The Oakland team started a Kickstarter page and raised $45,000, which was funneled toward the installation of one of Muruganantham’s pad machines. The money also contributed a year’s worth of pad-making materials and funded the production of the documentary.

“I think we can safely say that ours is the first Academy Award-nominated film whose funding was completely raised by high school students,” Berton said. “I’m pretty sure that’s safe to say.”

With these funds, the Pad Project commissioned Rayka Zehtabchi, a University of Southern California film graduate, to work on the project. Zehtabchi traveled to India in March 2017 to document the machine’s installation and returned in September of the same year to collect people’s reactions. Zehtabchi distilled hours of footage into a 25-minute documentary short, primarily comprised of interviews with civilians interacting with the new machine.

“This was a very challenging film to make, both logistically and emotionally,” Zehtabchi said. “Going there and seeing it all firsthand and talking to our subjects about such an intimate thing — it was a completely different experience for me.

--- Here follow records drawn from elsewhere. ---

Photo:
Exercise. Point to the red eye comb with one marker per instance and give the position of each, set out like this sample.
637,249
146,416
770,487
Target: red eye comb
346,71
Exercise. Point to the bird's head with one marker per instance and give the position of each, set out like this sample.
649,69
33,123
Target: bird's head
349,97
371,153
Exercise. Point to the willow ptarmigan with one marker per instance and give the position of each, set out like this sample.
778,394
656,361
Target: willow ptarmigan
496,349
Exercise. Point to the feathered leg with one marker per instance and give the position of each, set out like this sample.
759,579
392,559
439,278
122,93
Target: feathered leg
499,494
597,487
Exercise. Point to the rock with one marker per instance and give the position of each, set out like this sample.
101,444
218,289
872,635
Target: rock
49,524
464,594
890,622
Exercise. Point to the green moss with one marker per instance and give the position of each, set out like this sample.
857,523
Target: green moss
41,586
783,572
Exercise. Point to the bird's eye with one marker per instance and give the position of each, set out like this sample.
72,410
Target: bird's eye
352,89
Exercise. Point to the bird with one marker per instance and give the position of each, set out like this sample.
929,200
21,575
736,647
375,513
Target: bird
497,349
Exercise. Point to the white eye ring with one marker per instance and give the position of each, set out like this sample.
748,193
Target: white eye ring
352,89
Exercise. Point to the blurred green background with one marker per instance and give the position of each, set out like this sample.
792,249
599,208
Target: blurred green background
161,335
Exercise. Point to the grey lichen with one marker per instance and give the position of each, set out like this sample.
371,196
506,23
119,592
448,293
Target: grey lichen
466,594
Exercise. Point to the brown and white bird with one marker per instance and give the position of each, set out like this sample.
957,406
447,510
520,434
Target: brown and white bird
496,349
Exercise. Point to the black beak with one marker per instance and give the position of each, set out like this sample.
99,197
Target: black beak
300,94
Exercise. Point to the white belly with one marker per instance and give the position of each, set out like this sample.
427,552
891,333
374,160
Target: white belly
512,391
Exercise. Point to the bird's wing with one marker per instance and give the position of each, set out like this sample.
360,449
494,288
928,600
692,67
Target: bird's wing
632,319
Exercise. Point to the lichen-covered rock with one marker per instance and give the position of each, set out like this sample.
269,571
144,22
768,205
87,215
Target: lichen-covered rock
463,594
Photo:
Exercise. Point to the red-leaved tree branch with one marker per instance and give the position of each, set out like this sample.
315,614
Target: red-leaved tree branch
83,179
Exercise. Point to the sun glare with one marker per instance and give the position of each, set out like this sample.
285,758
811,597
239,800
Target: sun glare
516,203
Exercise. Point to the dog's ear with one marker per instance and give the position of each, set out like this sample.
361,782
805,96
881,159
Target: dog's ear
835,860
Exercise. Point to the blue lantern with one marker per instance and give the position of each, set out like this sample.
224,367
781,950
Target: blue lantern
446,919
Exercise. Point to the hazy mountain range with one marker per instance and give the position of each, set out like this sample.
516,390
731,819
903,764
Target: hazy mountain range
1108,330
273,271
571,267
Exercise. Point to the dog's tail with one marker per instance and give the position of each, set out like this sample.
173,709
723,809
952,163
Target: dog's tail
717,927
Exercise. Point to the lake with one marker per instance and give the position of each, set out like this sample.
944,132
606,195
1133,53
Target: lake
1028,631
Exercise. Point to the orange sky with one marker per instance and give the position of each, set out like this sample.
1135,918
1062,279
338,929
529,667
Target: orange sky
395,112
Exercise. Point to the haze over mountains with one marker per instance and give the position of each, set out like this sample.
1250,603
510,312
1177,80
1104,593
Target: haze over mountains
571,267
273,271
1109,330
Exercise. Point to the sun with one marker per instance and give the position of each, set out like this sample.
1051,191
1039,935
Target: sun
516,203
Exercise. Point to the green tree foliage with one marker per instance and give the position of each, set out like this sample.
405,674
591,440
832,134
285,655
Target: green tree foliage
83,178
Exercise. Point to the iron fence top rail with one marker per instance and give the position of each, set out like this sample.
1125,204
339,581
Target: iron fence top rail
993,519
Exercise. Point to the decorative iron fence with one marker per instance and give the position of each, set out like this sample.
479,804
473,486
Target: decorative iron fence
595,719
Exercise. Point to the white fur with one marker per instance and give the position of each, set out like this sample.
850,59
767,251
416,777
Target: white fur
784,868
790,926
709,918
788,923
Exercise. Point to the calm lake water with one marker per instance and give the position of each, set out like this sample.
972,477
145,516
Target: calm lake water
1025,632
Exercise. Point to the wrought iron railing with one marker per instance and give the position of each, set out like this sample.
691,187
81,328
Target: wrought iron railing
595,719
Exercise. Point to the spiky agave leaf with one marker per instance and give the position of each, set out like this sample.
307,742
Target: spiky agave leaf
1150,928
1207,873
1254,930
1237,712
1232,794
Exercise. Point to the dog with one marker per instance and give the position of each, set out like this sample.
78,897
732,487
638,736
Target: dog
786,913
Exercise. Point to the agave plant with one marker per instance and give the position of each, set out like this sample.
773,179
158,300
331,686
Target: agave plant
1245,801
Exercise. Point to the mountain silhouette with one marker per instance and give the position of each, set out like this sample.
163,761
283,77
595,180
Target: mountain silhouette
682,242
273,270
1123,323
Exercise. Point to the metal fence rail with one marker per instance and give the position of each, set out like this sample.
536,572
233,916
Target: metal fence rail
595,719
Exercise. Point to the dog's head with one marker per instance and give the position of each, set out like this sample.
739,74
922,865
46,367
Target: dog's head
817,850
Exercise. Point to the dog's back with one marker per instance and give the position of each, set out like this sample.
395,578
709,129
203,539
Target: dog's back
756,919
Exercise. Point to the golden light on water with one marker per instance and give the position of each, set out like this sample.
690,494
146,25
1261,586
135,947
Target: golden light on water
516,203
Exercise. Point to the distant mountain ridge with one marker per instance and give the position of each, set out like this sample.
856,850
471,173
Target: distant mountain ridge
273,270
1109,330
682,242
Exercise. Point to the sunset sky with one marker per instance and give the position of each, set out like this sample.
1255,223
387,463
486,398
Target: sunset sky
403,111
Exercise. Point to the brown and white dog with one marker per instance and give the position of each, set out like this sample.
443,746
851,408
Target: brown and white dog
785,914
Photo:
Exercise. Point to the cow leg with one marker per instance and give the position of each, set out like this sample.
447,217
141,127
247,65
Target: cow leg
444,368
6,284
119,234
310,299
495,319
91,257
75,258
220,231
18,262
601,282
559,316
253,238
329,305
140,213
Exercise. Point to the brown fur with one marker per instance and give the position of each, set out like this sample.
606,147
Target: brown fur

You don’t realize how much women are suffering as a result of these taboos until you see and experience what they go through each day.”

Zehtabchi added that the process of making the film has “transformed” her.

Ascheim and Berton noted that the film is intended to spark and destigmatize conversations about periods.

“I want people who menstruate to think about their personal experiences with menstruation and their relationship to menstrual products,” Ascheim said. “I want people to consider their communities and their privileges and broaden the conversation about menstruation in those communities.”

Even though many of the girls who produced the documentary are now in college, the Pad Project continues to function. Berton is working with a new group of students at Oakwood School and Ascheim and her peers are still involved.

The 91st Academy Awards will take place on Feb. 24 at 8 p.m.